I will sodomize you and face-fuck you,
bottom Aurelius and catamite Furius,
you who think, because my poems
are sensitive, that I have no shame.
For it’s proper for a devoted poet to be moral
himself, [but] in no way is it necessary for his poems.
In point of fact, these have wit and charm,
if they are sensitive and a little shameless,
and can arouse an itch,
and I don’t mean in boys, but in those hairy old men
who can’t get it up.
Because you’ve read my countless kisses,
you think less of me as a man?
I will sodomize you and face-fuck you.

Duke classics professor Micaela Wakil Janan renders this in modern English prose:

Fuck you, boys, up the butt and in the mouth, you queer Aurelius and you fag Furius! You size me up, on the basis of my poems, because they’re a little sexy, as not really decent. A poet has to live clean — but not his poems. They only have spice and charm, if somewhat sexy and really not for children — if, in fact, they cause body talk (I’m not talking in teenagers, but in hairy old men who can barely move their stiff bums).

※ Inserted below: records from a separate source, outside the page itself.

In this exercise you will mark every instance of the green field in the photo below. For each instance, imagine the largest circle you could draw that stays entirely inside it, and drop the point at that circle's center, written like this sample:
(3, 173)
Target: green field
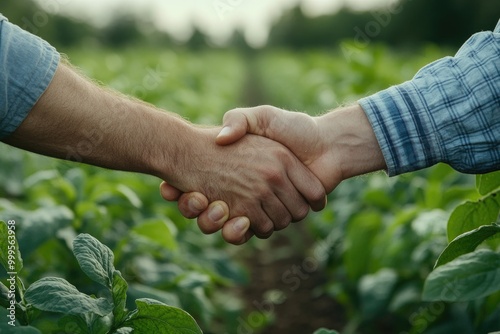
(375, 243)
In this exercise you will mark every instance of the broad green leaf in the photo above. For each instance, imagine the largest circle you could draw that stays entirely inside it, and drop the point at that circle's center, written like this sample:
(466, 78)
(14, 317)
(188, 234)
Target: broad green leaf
(325, 331)
(137, 291)
(119, 293)
(54, 294)
(95, 259)
(40, 225)
(10, 257)
(375, 291)
(468, 277)
(74, 324)
(361, 231)
(154, 317)
(471, 215)
(486, 183)
(8, 329)
(158, 232)
(466, 243)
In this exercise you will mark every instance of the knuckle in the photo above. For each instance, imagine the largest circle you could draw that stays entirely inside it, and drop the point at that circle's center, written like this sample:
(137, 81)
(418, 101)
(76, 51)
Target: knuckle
(301, 212)
(264, 232)
(274, 176)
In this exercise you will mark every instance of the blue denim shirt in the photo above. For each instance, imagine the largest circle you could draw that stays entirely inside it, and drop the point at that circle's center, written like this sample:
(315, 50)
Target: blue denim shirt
(27, 65)
(449, 112)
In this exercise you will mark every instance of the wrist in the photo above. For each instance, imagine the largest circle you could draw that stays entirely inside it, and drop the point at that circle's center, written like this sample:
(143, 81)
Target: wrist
(351, 141)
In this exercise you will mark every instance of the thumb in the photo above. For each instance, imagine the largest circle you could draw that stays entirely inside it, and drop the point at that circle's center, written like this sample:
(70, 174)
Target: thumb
(238, 122)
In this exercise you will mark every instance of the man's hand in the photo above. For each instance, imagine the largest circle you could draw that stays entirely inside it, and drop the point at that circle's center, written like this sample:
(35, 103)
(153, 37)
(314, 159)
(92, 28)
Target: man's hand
(335, 146)
(257, 178)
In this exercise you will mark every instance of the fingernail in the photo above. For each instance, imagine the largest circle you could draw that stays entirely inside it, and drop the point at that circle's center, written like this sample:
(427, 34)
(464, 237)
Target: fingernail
(195, 205)
(224, 132)
(240, 225)
(216, 213)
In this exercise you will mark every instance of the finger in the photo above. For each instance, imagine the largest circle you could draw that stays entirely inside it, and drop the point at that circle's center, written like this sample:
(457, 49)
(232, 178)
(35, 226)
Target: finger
(213, 218)
(237, 231)
(280, 215)
(235, 126)
(308, 185)
(169, 193)
(191, 205)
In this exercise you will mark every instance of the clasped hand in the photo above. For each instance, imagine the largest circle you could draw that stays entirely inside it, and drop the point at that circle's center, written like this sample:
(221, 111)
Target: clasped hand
(295, 187)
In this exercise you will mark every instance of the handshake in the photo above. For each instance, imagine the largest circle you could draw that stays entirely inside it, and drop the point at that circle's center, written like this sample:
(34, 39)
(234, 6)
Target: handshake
(266, 167)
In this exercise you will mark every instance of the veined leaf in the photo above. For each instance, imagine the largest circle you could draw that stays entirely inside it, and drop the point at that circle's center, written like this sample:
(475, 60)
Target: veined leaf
(158, 232)
(41, 225)
(119, 293)
(54, 294)
(325, 331)
(95, 259)
(6, 328)
(466, 243)
(471, 215)
(10, 257)
(486, 183)
(468, 277)
(154, 317)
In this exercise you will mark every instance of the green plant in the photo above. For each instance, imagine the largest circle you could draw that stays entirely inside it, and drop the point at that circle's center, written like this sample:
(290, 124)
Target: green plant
(464, 271)
(84, 313)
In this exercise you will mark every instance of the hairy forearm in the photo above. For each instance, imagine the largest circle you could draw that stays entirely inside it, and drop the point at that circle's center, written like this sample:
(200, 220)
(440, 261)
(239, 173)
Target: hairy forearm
(77, 120)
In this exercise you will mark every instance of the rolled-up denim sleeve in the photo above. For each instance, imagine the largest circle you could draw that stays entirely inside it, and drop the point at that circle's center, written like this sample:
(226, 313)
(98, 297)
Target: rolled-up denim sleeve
(27, 66)
(449, 112)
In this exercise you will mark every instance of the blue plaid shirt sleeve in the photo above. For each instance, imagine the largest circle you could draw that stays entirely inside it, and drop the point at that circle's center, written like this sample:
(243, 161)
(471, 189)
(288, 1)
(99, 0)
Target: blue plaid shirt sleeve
(27, 66)
(449, 112)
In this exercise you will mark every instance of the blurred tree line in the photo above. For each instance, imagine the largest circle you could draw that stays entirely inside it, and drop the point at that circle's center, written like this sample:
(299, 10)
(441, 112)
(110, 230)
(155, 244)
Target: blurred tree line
(408, 23)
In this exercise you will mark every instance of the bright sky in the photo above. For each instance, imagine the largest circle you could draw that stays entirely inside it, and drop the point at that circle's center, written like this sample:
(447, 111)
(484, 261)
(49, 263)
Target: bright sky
(217, 18)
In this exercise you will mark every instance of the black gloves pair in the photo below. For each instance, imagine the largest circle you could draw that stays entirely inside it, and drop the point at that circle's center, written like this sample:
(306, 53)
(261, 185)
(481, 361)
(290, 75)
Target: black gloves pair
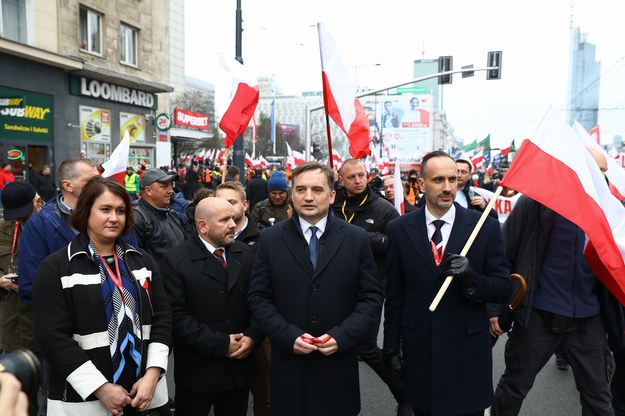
(393, 363)
(459, 267)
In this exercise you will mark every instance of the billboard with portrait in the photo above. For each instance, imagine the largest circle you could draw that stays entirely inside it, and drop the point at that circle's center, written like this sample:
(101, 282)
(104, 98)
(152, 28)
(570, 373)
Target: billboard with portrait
(402, 125)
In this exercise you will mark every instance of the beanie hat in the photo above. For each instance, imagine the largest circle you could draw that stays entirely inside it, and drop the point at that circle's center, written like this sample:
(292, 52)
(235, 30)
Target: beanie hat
(277, 182)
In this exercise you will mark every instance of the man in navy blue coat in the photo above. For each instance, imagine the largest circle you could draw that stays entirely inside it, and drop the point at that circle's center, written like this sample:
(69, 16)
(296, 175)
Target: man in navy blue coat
(315, 293)
(447, 354)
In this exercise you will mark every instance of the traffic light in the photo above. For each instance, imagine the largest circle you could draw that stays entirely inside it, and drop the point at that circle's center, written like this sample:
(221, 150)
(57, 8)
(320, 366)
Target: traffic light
(315, 150)
(494, 59)
(445, 63)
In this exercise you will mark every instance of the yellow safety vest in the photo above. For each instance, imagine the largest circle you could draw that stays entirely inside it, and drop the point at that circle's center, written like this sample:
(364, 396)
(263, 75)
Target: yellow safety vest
(130, 182)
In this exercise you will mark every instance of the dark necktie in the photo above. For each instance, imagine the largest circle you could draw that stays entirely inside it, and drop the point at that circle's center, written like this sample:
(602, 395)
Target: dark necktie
(219, 254)
(437, 241)
(313, 246)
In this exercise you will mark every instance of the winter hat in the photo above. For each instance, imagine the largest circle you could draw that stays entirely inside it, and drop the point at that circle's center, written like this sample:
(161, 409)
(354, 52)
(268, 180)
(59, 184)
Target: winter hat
(277, 182)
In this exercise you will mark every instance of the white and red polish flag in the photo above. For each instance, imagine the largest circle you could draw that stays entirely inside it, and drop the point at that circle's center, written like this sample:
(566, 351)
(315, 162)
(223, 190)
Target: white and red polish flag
(339, 96)
(615, 173)
(398, 189)
(118, 162)
(245, 94)
(554, 168)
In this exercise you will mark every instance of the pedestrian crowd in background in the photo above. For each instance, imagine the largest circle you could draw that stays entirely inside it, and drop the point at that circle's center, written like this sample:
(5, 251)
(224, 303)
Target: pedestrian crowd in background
(276, 289)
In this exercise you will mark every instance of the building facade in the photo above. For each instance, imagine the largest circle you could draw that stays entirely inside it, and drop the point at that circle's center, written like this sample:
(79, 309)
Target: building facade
(584, 81)
(81, 74)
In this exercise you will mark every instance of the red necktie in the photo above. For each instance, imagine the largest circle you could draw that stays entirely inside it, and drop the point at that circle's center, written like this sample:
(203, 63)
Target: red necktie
(219, 254)
(437, 242)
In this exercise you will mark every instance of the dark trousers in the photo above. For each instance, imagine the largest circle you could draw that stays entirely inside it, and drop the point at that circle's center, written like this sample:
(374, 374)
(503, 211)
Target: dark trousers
(371, 354)
(618, 383)
(227, 403)
(259, 384)
(528, 350)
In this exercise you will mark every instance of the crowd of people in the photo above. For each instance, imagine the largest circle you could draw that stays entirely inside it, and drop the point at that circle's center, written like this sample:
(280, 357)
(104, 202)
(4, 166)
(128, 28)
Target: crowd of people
(277, 289)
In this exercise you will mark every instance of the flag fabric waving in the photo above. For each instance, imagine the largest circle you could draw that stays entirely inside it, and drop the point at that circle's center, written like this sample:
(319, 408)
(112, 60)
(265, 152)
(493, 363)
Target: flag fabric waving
(339, 96)
(118, 162)
(272, 119)
(554, 168)
(398, 187)
(245, 94)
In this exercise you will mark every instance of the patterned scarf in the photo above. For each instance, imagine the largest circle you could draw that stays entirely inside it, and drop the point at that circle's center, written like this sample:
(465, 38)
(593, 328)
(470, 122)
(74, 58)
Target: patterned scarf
(122, 313)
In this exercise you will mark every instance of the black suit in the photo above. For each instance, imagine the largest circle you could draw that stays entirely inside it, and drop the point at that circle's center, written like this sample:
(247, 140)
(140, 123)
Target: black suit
(208, 303)
(447, 354)
(341, 297)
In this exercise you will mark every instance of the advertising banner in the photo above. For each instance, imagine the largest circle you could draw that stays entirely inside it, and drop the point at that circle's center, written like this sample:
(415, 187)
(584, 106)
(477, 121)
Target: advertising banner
(95, 124)
(401, 124)
(135, 124)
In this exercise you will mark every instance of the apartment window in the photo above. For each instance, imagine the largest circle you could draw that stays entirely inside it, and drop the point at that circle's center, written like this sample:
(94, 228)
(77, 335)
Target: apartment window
(90, 31)
(128, 45)
(14, 20)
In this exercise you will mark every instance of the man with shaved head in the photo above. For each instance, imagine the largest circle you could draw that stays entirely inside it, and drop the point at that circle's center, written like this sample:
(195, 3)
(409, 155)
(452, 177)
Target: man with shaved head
(207, 280)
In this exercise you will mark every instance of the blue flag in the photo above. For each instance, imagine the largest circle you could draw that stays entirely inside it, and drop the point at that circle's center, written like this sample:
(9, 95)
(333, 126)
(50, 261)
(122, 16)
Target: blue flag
(272, 118)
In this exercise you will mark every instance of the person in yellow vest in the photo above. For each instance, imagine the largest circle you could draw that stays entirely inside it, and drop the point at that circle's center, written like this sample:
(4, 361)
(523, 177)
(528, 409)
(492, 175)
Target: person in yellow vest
(131, 182)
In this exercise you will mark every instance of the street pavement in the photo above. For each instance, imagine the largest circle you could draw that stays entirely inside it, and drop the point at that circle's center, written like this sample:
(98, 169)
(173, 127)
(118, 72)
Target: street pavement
(553, 394)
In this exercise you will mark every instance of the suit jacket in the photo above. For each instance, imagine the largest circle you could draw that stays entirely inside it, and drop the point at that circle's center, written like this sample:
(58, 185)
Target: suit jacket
(208, 303)
(342, 297)
(447, 354)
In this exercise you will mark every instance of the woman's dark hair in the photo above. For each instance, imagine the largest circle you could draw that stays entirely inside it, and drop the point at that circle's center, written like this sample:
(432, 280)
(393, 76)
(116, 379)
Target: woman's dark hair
(95, 187)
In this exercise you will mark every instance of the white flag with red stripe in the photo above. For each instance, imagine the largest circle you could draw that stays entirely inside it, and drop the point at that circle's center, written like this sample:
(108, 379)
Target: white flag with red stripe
(554, 168)
(339, 96)
(398, 189)
(118, 162)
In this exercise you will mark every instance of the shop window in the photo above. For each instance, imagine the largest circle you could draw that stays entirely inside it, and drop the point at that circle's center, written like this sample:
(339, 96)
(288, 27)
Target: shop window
(14, 18)
(128, 45)
(90, 31)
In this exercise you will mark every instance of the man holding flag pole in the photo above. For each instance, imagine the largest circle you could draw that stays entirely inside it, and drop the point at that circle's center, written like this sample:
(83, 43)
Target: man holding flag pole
(447, 354)
(567, 239)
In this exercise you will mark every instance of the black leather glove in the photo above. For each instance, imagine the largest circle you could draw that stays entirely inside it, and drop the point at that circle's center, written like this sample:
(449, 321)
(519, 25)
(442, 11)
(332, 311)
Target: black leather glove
(393, 362)
(459, 267)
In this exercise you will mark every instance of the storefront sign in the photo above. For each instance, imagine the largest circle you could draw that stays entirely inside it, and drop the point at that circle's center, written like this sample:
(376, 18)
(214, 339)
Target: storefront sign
(163, 122)
(11, 102)
(111, 92)
(190, 119)
(30, 122)
(95, 124)
(14, 154)
(135, 124)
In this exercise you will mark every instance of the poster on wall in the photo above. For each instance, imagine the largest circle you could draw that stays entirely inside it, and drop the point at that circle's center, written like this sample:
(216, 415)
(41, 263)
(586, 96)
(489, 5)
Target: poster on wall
(401, 125)
(95, 124)
(135, 124)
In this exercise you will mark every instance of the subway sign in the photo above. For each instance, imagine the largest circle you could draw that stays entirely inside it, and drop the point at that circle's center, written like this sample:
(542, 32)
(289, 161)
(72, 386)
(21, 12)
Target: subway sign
(106, 91)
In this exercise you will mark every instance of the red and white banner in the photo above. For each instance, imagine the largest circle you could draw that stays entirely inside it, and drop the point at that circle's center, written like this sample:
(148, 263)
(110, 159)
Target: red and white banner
(245, 94)
(339, 96)
(190, 119)
(554, 168)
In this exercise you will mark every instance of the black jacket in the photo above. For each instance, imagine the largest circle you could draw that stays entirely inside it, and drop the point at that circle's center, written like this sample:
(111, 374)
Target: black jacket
(209, 303)
(158, 230)
(371, 212)
(525, 234)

But you, because you happen to read about ‘many thousands of kisses,’ you think I’m not a man? Fuck you, boys, up the butt and in the mouth!

Marcus Aurelius Cotta Maximus Messalinus and Marcus Furius Bibaculus had criticized Catullus’ earlier work as effeminate. Writing in the Telegraph in 2009, author Harry Mount called the poet’s response “one of the filthiest expressions ever written in Latin — or in any other language, for that matter.”